Each of the five founding academic partners will be responsible for generating at least 1,000 samples, and there may be additional centers brought in later.
Raphael Gottardo, director of the Biomedical Data Science Center at Lausanne University Hospital —known by its French acronym, CHUV — said that the goal of 7,000 total samples "is unheard of in of spatial transcriptomics."
Gottardo, the principal investigator for MOSAIC at CHUV, said that he and his counterparts at the other four research centers have been working with Owkin for months to choose the indications, define the key questions they want answered, and select the technologies they would need to reach their goals.
Gottardo said that CHUV has a center of excellence in spatial transcriptomics that relies on NanoString's GeoMx, though his lab uses 10x Genomics technologies such as Visium as well. Gottardo is interested in benchmarking technologies, so he said that CHUV will be participating in MOSAIC in part to determine if 10x, NanoString, or some other company's technology is best for spatial omics work.
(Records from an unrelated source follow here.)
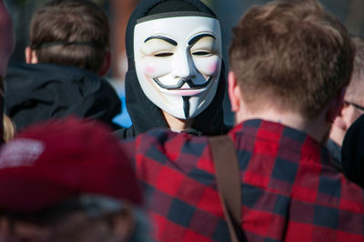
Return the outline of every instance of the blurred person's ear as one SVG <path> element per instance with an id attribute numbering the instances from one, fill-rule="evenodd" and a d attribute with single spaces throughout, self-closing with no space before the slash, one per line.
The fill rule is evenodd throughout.
<path id="1" fill-rule="evenodd" d="M 108 69 L 110 68 L 110 65 L 111 65 L 111 53 L 110 51 L 106 51 L 104 55 L 103 65 L 100 70 L 98 71 L 97 75 L 99 76 L 104 76 L 105 75 L 106 75 Z"/>
<path id="2" fill-rule="evenodd" d="M 346 88 L 342 87 L 329 103 L 327 114 L 327 121 L 329 123 L 337 123 L 338 126 L 345 125 L 344 120 L 342 120 L 345 91 Z M 342 126 L 342 128 L 344 129 L 344 126 Z M 347 128 L 345 128 L 344 130 L 346 129 Z"/>
<path id="3" fill-rule="evenodd" d="M 36 57 L 35 51 L 29 46 L 25 48 L 25 62 L 26 64 L 37 64 L 38 58 Z"/>

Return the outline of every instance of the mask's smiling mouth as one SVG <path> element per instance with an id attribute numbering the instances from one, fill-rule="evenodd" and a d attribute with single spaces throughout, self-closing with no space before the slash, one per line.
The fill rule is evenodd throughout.
<path id="1" fill-rule="evenodd" d="M 160 82 L 158 78 L 153 78 L 153 80 L 155 81 L 155 83 L 157 86 L 159 86 L 159 87 L 164 88 L 164 89 L 193 90 L 193 89 L 201 89 L 201 88 L 207 86 L 212 80 L 212 76 L 208 76 L 208 78 L 203 84 L 195 84 L 191 79 L 188 79 L 188 80 L 179 79 L 176 85 L 165 85 L 162 82 Z M 185 83 L 188 85 L 189 88 L 181 88 L 185 85 Z"/>

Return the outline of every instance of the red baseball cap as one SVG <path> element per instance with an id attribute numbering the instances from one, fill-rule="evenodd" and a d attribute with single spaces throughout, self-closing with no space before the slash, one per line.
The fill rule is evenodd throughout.
<path id="1" fill-rule="evenodd" d="M 0 209 L 30 213 L 82 194 L 142 203 L 135 172 L 105 126 L 76 117 L 33 126 L 0 151 Z"/>

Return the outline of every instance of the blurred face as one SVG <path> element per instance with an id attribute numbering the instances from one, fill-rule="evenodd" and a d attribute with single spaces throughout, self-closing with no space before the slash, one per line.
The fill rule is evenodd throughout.
<path id="1" fill-rule="evenodd" d="M 0 76 L 4 76 L 7 61 L 15 45 L 15 35 L 13 22 L 9 12 L 4 3 L 0 0 Z"/>
<path id="2" fill-rule="evenodd" d="M 190 15 L 141 21 L 135 27 L 134 54 L 143 92 L 175 117 L 195 117 L 209 106 L 217 87 L 218 21 Z"/>

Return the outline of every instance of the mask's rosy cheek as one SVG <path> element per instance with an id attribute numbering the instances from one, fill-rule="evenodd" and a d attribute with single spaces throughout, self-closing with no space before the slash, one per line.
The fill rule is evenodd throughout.
<path id="1" fill-rule="evenodd" d="M 217 70 L 217 64 L 218 63 L 210 64 L 207 67 L 208 72 L 214 74 Z"/>

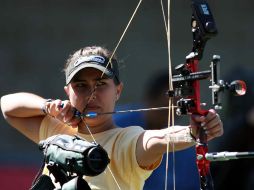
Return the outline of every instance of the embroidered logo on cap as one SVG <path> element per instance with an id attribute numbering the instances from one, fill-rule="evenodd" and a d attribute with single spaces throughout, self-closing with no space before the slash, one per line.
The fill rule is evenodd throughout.
<path id="1" fill-rule="evenodd" d="M 74 67 L 79 66 L 81 63 L 89 63 L 89 62 L 96 62 L 96 63 L 104 64 L 105 63 L 105 58 L 102 57 L 102 56 L 98 56 L 98 55 L 81 57 L 74 63 Z"/>

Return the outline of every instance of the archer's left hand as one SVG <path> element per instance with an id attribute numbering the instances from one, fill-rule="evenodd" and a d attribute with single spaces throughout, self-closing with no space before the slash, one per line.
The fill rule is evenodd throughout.
<path id="1" fill-rule="evenodd" d="M 207 140 L 211 140 L 223 134 L 222 121 L 220 120 L 220 116 L 213 109 L 210 109 L 205 116 L 193 114 L 190 123 L 192 134 L 196 137 L 198 137 L 200 127 L 205 130 Z"/>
"My guess right now is that there probably will be a combination of different platforms because … depending on the tissue type, depending on the questions, maybe one will be better than the other," he said.
Gottardo a French national who holds a PhD in statistics from the University of Washington returned to Europe in 2021 after working as a cancer-focused computational biologist at Fred Hutchinson Cancer Center in Seattle.
He has long worked at the nexus of statistics, machine learning, and high-throughput biology, starting from when microarrays were the state of the art in gene expression research and eventually progressing to single-cell sequencing and spatial technologies. Fred Hutch partnered with NanoString, 10X Genomics, and other genomics instrumentation suppliers.
True to his background, Gottardo said he is particularly interested in the computational aspects of MOSAIC. "But obviously, the big thing that we're after is the biology," he added.
"I think there's been a lot of hype around spatial biology, and I think it's clear that it's going to be super informative," Gottardo said. But it is hard to know for sure without larger datasets what the benefits will be or whether it will be more useful than technologies like as single-cell transcriptomics.
"Do we need to do one technology or do we need to do multiples? Do you need to have single-cell RNA-seq and special transcriptomics?" Gottardo wondered. "How much can you learn from just traditional [hematoxylin and eosin] staining?"
CHUV has only used CosMx with public data, not with any data generated in house. This has more to do with a manufacturing backlog at NanoString when the Swiss hospital expressed interest in being a beta tester for the technology, according to Gottardo.
Stéphanie Tissot, general manager of the university's Immune Landscape Laboratory, has a lot of experience with GeoMx and has generated some pilot and benchmarking data for Owkin. "We're really trying to inform them across the board in terms of technologies, benchmarking, testing, and even analysis of the data," said Gottardo, the only PI at any of the MOSAIC centers with a background in computational technology.
Owkin's 10-year commitment is for creating the datasets, maintaining the technology platform, and eventually pushing the datasets into the public domain.
Owkin's Chaperon said there will be a "research embargo" for as long as 10 years, during which time only MOSAIC partners will have access to the datasets, though a portion of the data could be publicly released sooner. That decision also will rest with the JSC, and Chaperon said that public research datasets must necessarily comply with GDPR.